Hacker News new | ask | show | jobs
by marginalia_nu 1611 days ago
As a search engine developer I totally get why. HTML in the wild is not well behaved in the slightest. People use title and heading tags in all manner of weird ways. I've seen <title>-tags in the <body>-tag used as headings. I've seen documents where every line was a <h1>-tag.

You kinda need to make the most of what you're given.

1 comments

HTML5 has been around for long enough that we should be able to punish sites that use completely bonkers markup at this point right? Since Google effectively has historical archives of the internet they could pretty trivially grandfather in legitimately old content (things they tracked before some date) and just start down-ranking sites that continue to misbehave with markdown but skate by with browsers running in compatibility mode. Something like abusing <h1> tags is legal, if obnoxious, HTML and so it shouldn't really fall under this... but it's been long enough that we can start punishing completely incorrect syntax right?
That would be a massive loss, though. A lot of content isn't in HTML5, and a lot of that pre-HTML5 content is precious and valuable.

Google has sadly already tossed a lot of that by the wayside, since it often isn't served with HTTPS. I think something like 80% of the sites my crawler is aware of serve pages over plain HTTP.

In general, attempts at shaping the web through search engine indexing requirements seems to mostly serve to filter out content made by humans and select for search engine marketing.

Not so sure older content (like the stuff I wrote in the late 90s to mid 00s) would be negatively impacted, so long as search providers pay careful attention to the <!DOCTYPE> tag (or lack thereof). I wouldn't characterize holding people to at least a bare minimum of standards (e.g., title in the head and nowhere else, which has been the rule since at least HTML 2.0 in 1994) as "punishment", any more than dinging them for unclosed parens and other typos. Language is how we communicate understanding, and markup is how we frame presentations on the web (mostly). People need to be prepared for the consequences of making it up as they go along rather than educating themselves on the standard (whether spelling, grammar or markup language).
That really doesn't seem to be what I'm seeing, having built a search engine specialized in this type of content and finding almost nothing but gems in the refuse.

If anything, it seems like the single best predictor of whether a website is a content mill is strict adherence to modern web standards and other "google rules".

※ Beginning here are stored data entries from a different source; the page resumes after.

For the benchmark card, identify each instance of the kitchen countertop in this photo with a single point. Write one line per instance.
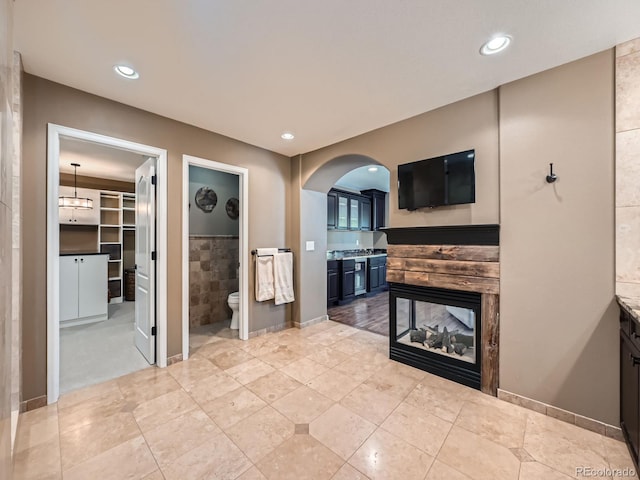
(351, 254)
(75, 254)
(631, 305)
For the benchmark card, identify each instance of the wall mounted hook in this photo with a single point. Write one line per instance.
(552, 177)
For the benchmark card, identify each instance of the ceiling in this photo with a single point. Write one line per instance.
(324, 70)
(362, 179)
(98, 161)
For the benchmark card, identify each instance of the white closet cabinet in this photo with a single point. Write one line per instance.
(83, 289)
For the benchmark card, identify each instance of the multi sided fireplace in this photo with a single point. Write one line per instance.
(444, 287)
(437, 330)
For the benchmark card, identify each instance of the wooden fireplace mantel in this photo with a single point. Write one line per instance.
(465, 258)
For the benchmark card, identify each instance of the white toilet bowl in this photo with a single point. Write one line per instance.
(234, 304)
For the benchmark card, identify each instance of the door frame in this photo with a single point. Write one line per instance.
(54, 133)
(243, 179)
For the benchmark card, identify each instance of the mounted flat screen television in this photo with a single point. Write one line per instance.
(445, 180)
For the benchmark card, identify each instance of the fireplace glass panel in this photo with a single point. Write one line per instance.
(443, 329)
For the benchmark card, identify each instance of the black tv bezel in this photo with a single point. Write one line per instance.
(446, 202)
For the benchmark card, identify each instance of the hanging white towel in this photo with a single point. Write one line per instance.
(264, 278)
(266, 251)
(283, 277)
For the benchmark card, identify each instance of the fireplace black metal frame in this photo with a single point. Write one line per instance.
(451, 368)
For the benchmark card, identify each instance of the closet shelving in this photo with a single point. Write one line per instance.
(116, 236)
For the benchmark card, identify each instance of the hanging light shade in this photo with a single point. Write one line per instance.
(76, 202)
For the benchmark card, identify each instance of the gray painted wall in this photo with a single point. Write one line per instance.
(226, 186)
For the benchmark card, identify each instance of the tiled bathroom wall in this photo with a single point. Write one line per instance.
(213, 275)
(628, 168)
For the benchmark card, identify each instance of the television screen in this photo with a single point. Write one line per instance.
(445, 180)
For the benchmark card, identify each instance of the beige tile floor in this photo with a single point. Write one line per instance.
(319, 403)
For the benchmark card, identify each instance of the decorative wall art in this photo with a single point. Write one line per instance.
(233, 209)
(206, 199)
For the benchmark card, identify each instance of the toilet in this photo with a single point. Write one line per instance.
(234, 304)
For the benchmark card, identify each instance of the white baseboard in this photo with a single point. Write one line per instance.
(313, 321)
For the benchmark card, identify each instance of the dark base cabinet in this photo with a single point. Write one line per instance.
(377, 274)
(347, 281)
(630, 383)
(333, 282)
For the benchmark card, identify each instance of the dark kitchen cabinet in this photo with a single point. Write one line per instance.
(354, 213)
(376, 274)
(630, 382)
(333, 282)
(378, 202)
(342, 211)
(332, 208)
(365, 214)
(373, 280)
(350, 211)
(347, 280)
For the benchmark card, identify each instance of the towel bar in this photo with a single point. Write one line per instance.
(280, 250)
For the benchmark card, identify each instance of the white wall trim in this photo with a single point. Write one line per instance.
(243, 173)
(54, 132)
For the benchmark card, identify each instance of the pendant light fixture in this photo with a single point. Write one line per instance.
(76, 202)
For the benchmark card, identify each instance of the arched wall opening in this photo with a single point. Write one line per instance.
(312, 215)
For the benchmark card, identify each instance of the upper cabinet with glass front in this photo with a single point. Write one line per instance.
(350, 211)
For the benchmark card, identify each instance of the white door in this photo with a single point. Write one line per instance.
(145, 265)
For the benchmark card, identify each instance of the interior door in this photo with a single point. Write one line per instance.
(145, 265)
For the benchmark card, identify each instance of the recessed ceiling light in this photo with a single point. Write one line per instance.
(126, 72)
(495, 45)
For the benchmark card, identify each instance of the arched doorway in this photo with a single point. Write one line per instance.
(312, 213)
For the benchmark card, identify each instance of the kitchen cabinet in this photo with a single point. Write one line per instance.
(342, 212)
(350, 211)
(365, 214)
(333, 282)
(80, 216)
(347, 280)
(378, 207)
(376, 273)
(332, 205)
(83, 289)
(630, 382)
(354, 213)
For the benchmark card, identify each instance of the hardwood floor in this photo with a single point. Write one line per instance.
(370, 313)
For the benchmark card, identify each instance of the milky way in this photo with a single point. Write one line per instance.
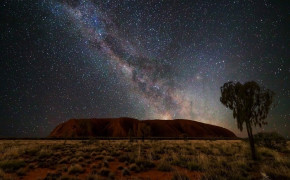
(147, 60)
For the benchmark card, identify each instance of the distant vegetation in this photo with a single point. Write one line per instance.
(250, 104)
(122, 159)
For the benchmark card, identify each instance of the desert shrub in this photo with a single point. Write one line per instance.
(193, 166)
(109, 158)
(178, 176)
(125, 172)
(2, 174)
(134, 167)
(127, 157)
(11, 165)
(155, 156)
(104, 172)
(279, 172)
(44, 153)
(92, 177)
(64, 160)
(100, 157)
(93, 154)
(164, 166)
(52, 176)
(145, 164)
(75, 169)
(105, 163)
(32, 151)
(271, 140)
(21, 172)
(181, 161)
(67, 177)
(115, 153)
(80, 159)
(266, 152)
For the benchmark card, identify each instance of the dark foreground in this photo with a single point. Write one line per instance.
(152, 159)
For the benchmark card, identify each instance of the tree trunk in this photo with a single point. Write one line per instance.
(251, 139)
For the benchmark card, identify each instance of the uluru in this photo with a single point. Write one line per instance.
(122, 127)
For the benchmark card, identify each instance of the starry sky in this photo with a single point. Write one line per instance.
(142, 59)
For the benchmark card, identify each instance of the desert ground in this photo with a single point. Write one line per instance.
(158, 159)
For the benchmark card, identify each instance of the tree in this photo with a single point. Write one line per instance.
(250, 104)
(144, 130)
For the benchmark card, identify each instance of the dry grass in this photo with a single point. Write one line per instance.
(219, 159)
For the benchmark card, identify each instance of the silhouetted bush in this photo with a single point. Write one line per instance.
(271, 140)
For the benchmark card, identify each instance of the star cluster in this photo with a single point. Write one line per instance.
(142, 59)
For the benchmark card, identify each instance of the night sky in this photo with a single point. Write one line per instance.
(141, 59)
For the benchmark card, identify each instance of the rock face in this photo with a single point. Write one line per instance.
(120, 127)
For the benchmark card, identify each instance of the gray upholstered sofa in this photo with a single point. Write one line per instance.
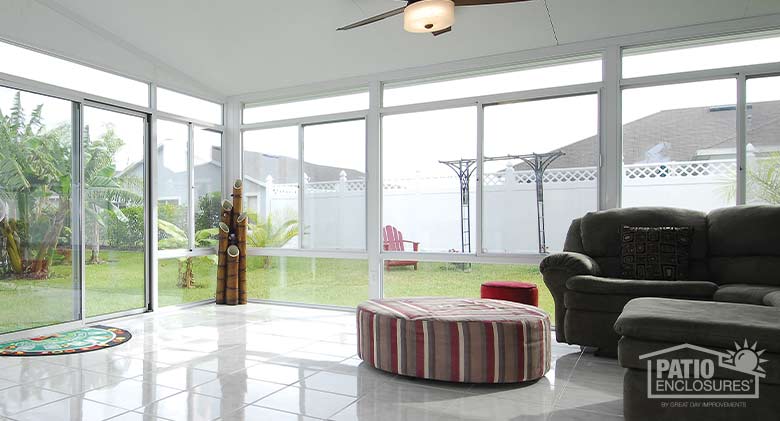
(734, 257)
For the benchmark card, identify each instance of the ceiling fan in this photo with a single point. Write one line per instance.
(433, 16)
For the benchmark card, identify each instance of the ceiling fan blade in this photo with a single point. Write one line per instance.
(481, 2)
(442, 31)
(373, 19)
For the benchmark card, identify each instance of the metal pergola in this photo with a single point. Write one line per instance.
(465, 167)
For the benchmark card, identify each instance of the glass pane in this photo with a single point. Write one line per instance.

I think it'd be a pretty good to let in historical stuff on grace - and just start penalizing new content. Google absolutely has the tools to do this the right way and the internet archive could allow most other folks to accomplish the same thing.

Enabling HTTPS is easy on most platforms. Folks that have rolled their own platform or got unlucky and are using a CMS that fell out of favor do tend to get screwed over by this - but I think its fair to de-prioritize content that fails to adhere to good practices. The HTTP vs HTTPS debate in particular can be a real security concern - with tags its more about paying down the tech debt in our browser technology.

I really wish browsers would stop shrugging their shoulders at bad markup and display blank pages with errors in the consoles or even visible in the rendered page. It would force devs to clean up their act. But as long as 1 browser vendor doesn't do it, the end users will all just assume the strict browser is broken since there is another browser that does "work".